New Jersey Gov. Phil Murphy doubled down on his support for a regulated bear hunt just hours after an appellate court judge issued an emergency stay temporarily halting the hunt, which was set to begin Monday.

The Democrat initially promised to end the practice when he ran for governor, and suspended it after the 2020 season. But he cited a 237% increase in reported bear sightings this year when he announced his administration’s plans to reinstate a black bear hunt later this fall.

Murphy responded to a listener’s question on how the state tabulates the black bear population during his monthly call-in show, “Ask Governor Murphy," a collaboration of NPR member stations WNYC, WHYY and WBGO. The show was hosted by WBGO news director Doug Doyle, who was subbing in for WNYC's Nancy Solomon.

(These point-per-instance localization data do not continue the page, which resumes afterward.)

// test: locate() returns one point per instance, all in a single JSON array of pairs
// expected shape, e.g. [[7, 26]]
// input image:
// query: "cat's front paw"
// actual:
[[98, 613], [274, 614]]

“I was convinced [previously] by experts that nonlethal means were sufficient to control the population, those nonlethal means have not worked sufficiently,” Murphy said. “The Department of Environmental Protection and their team are responsible for keeping tabs on the population. It’s possible, you might double count here or there. But the numbers are so overwhelming, it’s not double counting.”

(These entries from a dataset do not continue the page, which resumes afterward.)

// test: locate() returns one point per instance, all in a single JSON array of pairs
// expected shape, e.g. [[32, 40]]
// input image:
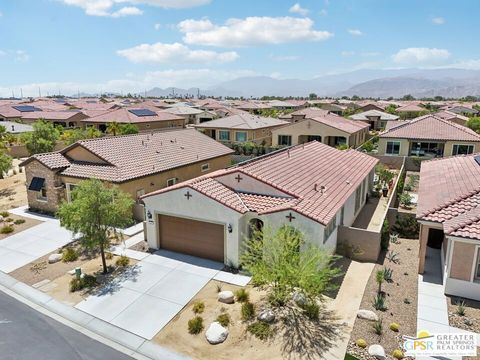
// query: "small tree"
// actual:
[[42, 139], [95, 213], [285, 263]]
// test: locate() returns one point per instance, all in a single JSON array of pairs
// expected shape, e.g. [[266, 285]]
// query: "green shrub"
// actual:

Murphy did not directly address the emergency stay.

“More importantly, here’s what we do know for sure: The incidents that involve humans and bears are up dramatically this year over last year,” he said.

The emergency stay is a win for animal rights and environmentalist groups, who consider the bear hunt inhumane and politically motivated.

A legal filing by three animal rights groups — the Animal Protection League of New Jersey, the Humane Society of the United States, and Friends of the Animals — argues New Jersey doesn't have an accurate estimate of the bear population that would justify bringing back a hunt.